Raeder nodded, staring intently at her.
“In a few moments we’re back on the air. I develop engine trouble, let you off. The Thompsons go all out now. They kill you when and if they can, as soon as they can. Understand?”
“Yes,” Raeder said. “If I make it, can I see you some time?”
She bit her lip angrily. “Are you trying to kid me?”
“No. I’d like to see you again. May I?”
She looked at him curiously. “I don’t know. Forget it. We’re almost on. I think your best bet is the woods to the right. Ready?”
“Yes. Where can I get in touch with you? Afterward, I mean.”
“Oh, Raeder, you aren’t paying attention. Go through the woods until you find a washed-out ravine. It isn’t much, but it’ll give you some cover.”
“Where can I get in touch with you?” Raeder asked again.
“I’m in the Manhattan telephone book.” She stopped the car. “Okay, Raeder, start running.”
He opened the door.
“Wait.” She leaned over and kissed him on the lips. “Good luck, you idiot. Call me if you make it.”
And then he was on foot, running into the woods.
He ran through birch and pine, past an occasional split-level house with staring faces at the big picture window. Some occupant of those houses must have called the gang, for they were close behind him when he reached the washed-out little ravine. Those quiet, mannerly, law-abiding people didn’t want him to escape, Raeder thought sadly. They wanted to see a killing. Or perhaps they wanted to see him narrowly escape a killing.
It came to the same thing, really.
He entered the ravine, burrowed into the thick underbrush and lay still.
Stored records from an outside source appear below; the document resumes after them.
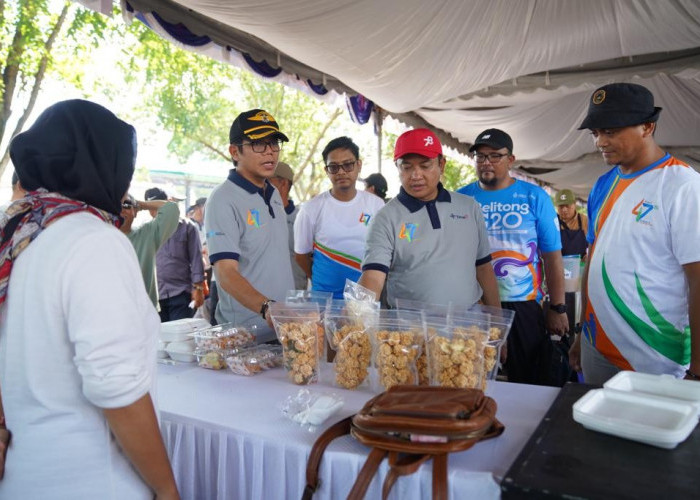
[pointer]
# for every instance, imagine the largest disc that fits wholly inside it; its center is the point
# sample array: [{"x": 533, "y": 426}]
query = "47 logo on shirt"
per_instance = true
[
  {"x": 408, "y": 231},
  {"x": 254, "y": 217},
  {"x": 641, "y": 210}
]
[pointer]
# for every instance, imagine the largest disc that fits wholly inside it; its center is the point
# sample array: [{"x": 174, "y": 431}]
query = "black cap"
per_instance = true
[
  {"x": 254, "y": 125},
  {"x": 155, "y": 194},
  {"x": 378, "y": 182},
  {"x": 620, "y": 105},
  {"x": 494, "y": 138}
]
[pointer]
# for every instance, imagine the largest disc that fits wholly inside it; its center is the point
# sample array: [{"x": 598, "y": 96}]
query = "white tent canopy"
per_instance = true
[{"x": 460, "y": 66}]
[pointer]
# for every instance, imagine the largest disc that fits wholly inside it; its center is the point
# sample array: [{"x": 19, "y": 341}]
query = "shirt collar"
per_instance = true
[
  {"x": 290, "y": 206},
  {"x": 414, "y": 204}
]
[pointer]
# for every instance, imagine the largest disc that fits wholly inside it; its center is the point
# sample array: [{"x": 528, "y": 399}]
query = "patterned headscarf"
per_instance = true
[{"x": 77, "y": 157}]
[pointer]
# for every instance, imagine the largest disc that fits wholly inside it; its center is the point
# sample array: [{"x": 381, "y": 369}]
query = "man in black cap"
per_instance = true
[
  {"x": 376, "y": 184},
  {"x": 641, "y": 283},
  {"x": 247, "y": 227},
  {"x": 524, "y": 234}
]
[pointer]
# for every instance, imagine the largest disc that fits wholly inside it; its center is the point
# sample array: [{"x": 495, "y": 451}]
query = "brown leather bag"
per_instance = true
[{"x": 411, "y": 424}]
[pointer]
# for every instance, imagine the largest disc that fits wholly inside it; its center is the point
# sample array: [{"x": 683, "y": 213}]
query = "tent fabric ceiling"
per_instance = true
[{"x": 460, "y": 66}]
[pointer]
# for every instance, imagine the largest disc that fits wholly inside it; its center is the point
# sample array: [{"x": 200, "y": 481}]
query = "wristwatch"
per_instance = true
[
  {"x": 265, "y": 307},
  {"x": 560, "y": 308}
]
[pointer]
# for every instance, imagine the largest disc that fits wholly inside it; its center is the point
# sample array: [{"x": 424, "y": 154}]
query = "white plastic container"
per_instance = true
[
  {"x": 182, "y": 351},
  {"x": 658, "y": 385},
  {"x": 181, "y": 329},
  {"x": 654, "y": 420}
]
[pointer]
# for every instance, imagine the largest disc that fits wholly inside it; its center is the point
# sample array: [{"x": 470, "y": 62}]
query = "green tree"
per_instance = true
[{"x": 38, "y": 39}]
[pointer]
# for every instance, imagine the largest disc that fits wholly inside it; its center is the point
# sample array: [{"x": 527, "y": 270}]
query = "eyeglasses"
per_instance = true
[
  {"x": 261, "y": 146},
  {"x": 492, "y": 157},
  {"x": 334, "y": 168}
]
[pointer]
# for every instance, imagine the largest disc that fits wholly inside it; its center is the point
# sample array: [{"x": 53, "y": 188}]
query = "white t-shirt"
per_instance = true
[
  {"x": 335, "y": 231},
  {"x": 77, "y": 334}
]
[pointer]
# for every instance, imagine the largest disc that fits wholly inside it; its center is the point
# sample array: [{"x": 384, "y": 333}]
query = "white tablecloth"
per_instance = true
[{"x": 227, "y": 439}]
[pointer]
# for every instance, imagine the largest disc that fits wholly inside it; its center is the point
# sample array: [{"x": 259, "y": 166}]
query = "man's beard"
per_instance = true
[{"x": 488, "y": 182}]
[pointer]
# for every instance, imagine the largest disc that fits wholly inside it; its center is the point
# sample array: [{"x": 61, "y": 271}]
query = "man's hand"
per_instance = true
[
  {"x": 5, "y": 436},
  {"x": 198, "y": 297},
  {"x": 557, "y": 323},
  {"x": 575, "y": 354}
]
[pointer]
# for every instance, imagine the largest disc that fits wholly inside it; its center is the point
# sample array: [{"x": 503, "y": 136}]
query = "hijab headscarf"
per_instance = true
[{"x": 78, "y": 156}]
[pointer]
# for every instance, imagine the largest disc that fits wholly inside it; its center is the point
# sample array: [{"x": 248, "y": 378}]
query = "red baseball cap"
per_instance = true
[{"x": 420, "y": 141}]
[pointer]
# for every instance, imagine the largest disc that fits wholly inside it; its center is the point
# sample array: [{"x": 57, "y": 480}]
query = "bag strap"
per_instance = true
[
  {"x": 336, "y": 430},
  {"x": 440, "y": 476},
  {"x": 401, "y": 464},
  {"x": 369, "y": 469}
]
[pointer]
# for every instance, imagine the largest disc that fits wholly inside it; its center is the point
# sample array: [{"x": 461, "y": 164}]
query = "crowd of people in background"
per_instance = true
[{"x": 82, "y": 300}]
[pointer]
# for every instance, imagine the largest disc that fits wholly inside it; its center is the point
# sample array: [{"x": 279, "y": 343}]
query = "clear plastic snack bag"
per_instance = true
[
  {"x": 349, "y": 337},
  {"x": 398, "y": 339},
  {"x": 299, "y": 330},
  {"x": 311, "y": 408},
  {"x": 456, "y": 354}
]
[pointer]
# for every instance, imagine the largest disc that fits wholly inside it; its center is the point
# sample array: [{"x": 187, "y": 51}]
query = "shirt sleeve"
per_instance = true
[
  {"x": 483, "y": 251},
  {"x": 304, "y": 229},
  {"x": 548, "y": 233},
  {"x": 194, "y": 251},
  {"x": 110, "y": 320},
  {"x": 381, "y": 240},
  {"x": 165, "y": 223},
  {"x": 224, "y": 228},
  {"x": 683, "y": 213}
]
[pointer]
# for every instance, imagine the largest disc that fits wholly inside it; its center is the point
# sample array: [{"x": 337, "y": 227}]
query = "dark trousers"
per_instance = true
[
  {"x": 176, "y": 307},
  {"x": 529, "y": 345}
]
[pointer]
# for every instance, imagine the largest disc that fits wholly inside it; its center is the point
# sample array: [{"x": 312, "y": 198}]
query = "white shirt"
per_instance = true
[{"x": 77, "y": 334}]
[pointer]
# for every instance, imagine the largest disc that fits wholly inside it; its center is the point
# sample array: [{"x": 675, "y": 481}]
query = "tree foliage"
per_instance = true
[{"x": 38, "y": 38}]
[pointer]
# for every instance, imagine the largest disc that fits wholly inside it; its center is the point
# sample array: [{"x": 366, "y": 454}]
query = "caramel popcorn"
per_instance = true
[
  {"x": 396, "y": 357},
  {"x": 300, "y": 344}
]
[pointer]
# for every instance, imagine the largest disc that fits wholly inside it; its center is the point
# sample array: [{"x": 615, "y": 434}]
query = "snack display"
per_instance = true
[
  {"x": 255, "y": 360},
  {"x": 224, "y": 336},
  {"x": 212, "y": 359},
  {"x": 298, "y": 327},
  {"x": 456, "y": 357}
]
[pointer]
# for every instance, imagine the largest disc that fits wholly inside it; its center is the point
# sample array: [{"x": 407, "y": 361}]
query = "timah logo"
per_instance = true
[
  {"x": 642, "y": 209},
  {"x": 254, "y": 217},
  {"x": 408, "y": 231}
]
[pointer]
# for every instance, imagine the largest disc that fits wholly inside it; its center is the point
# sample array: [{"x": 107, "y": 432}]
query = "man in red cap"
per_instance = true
[
  {"x": 428, "y": 244},
  {"x": 641, "y": 284}
]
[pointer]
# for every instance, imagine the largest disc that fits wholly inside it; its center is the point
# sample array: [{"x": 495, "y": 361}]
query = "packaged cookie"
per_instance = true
[
  {"x": 456, "y": 354},
  {"x": 398, "y": 339},
  {"x": 225, "y": 336},
  {"x": 349, "y": 338},
  {"x": 299, "y": 330}
]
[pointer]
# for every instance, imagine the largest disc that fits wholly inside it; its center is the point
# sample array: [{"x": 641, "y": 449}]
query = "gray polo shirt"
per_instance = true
[
  {"x": 429, "y": 250},
  {"x": 248, "y": 224}
]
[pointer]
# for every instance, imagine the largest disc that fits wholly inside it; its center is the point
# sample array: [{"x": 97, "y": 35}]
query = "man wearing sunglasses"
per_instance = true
[
  {"x": 247, "y": 227},
  {"x": 330, "y": 230},
  {"x": 428, "y": 244},
  {"x": 524, "y": 233},
  {"x": 150, "y": 236}
]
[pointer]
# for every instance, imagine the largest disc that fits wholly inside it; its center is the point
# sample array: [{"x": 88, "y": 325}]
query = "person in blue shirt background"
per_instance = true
[{"x": 524, "y": 236}]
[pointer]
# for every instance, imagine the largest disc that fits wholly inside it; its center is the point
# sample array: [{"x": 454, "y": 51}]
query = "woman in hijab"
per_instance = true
[{"x": 77, "y": 330}]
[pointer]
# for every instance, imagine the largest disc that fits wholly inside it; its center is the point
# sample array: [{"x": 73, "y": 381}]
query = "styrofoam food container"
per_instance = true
[
  {"x": 182, "y": 351},
  {"x": 649, "y": 419},
  {"x": 161, "y": 352},
  {"x": 657, "y": 385},
  {"x": 180, "y": 329}
]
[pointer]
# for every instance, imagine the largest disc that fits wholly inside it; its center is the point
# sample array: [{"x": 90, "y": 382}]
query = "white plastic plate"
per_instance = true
[
  {"x": 180, "y": 329},
  {"x": 657, "y": 385},
  {"x": 649, "y": 419}
]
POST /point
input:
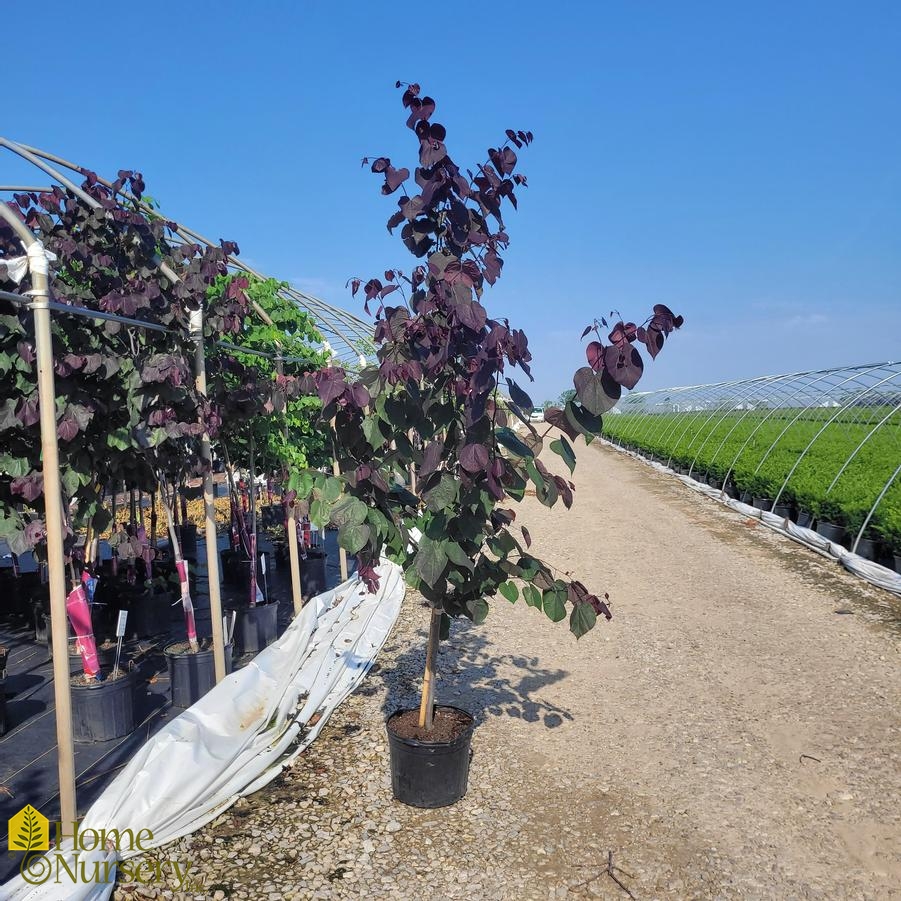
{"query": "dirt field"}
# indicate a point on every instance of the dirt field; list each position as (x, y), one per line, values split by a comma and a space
(732, 733)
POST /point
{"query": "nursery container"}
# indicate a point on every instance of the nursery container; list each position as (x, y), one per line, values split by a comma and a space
(312, 573)
(188, 539)
(429, 774)
(191, 676)
(804, 519)
(831, 531)
(148, 613)
(103, 710)
(866, 548)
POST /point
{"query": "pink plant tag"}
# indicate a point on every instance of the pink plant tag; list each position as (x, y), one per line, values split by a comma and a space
(182, 567)
(80, 616)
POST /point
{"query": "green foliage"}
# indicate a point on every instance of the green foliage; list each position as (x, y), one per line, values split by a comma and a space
(286, 437)
(762, 449)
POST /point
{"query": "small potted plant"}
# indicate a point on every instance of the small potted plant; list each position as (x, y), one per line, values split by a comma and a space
(433, 402)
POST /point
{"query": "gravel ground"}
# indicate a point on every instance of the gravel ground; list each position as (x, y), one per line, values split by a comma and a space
(732, 733)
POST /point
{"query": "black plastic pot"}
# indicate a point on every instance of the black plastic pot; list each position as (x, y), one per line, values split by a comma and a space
(103, 711)
(272, 515)
(191, 676)
(312, 573)
(236, 567)
(148, 613)
(256, 627)
(429, 774)
(866, 548)
(831, 531)
(188, 538)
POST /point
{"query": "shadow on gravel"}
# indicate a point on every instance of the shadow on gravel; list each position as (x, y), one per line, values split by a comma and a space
(471, 675)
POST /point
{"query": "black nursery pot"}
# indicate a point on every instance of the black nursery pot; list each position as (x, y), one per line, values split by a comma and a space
(312, 573)
(148, 614)
(272, 515)
(236, 567)
(191, 676)
(831, 531)
(804, 519)
(429, 774)
(103, 710)
(188, 539)
(866, 548)
(256, 627)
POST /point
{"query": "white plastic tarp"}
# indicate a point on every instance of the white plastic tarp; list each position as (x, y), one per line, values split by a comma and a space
(237, 738)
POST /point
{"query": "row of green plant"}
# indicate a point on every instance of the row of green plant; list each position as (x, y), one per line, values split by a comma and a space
(758, 450)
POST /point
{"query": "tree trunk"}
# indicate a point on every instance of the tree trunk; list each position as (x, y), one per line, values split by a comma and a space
(427, 705)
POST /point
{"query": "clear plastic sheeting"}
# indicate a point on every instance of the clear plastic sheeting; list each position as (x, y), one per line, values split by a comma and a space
(865, 569)
(239, 736)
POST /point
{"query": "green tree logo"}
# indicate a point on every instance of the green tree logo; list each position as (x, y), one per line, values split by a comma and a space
(29, 830)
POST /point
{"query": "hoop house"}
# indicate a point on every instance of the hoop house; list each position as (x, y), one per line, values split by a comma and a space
(826, 443)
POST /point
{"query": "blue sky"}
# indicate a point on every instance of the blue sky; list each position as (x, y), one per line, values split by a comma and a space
(740, 163)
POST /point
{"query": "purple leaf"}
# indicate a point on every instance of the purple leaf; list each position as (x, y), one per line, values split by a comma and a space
(597, 391)
(624, 365)
(474, 458)
(557, 418)
(431, 458)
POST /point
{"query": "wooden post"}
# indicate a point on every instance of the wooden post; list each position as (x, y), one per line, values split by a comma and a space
(294, 558)
(427, 705)
(53, 501)
(209, 508)
(342, 554)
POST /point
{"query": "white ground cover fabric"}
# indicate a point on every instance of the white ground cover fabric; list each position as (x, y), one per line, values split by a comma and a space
(236, 739)
(860, 566)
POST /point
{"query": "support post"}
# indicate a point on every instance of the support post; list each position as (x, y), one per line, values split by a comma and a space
(53, 501)
(209, 507)
(294, 558)
(427, 705)
(342, 554)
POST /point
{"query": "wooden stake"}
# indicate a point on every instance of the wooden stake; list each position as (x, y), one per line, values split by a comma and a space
(53, 505)
(342, 554)
(427, 705)
(294, 558)
(209, 508)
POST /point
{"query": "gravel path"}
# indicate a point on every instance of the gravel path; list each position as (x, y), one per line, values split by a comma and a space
(732, 733)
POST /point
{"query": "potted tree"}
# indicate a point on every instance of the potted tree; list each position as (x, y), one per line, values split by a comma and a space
(433, 402)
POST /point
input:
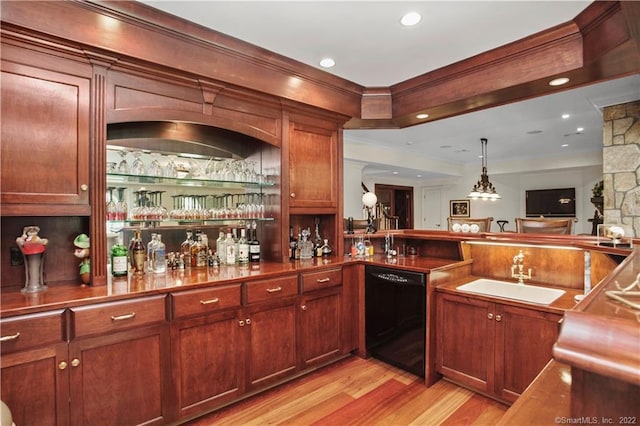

The Thompsons appeared on both ridges, moving slowly, watching for any movement. Raeder held his breath as they came parallel to him.
He heard the quick explosion of a revolver. But the killer had only shot a squirrel. It squirmed for a moment, then lay still.
Lying in the underbrush, Raeder heard the studio helicopter overhead. He wondered if any cameras were focused on him. It was possible. And if someone were watching, perhaps some Good Samaritan would help.
So looking upward, toward the helicopter, Raeder arranged his face in a reverent expression, clasped his hands and prayed. He prayed silently, for the audience didn’t like religious ostentation. But his lips moved. That was every man’s privilege.
And a real prayer was on his lips. Once, a lip reader in the audience had detected a fugitive pretending to pray, but actually just reciting multiplication tables. No help for that man!
Raeder finished his prayer. Glancing at his watch, he saw that he had nearly two hours to go.
And he didn’t want to die! It wasn’t worth it, no matter how much they paid! He must have been crazy, absolutely insane to agree to such a thing...
But he knew that wasn’t true. And he remembered just how sane he had been.
One week ago he had been on the Prize of Peril stage, blinking in the spotlight, and Mike Teny had shaken his hand.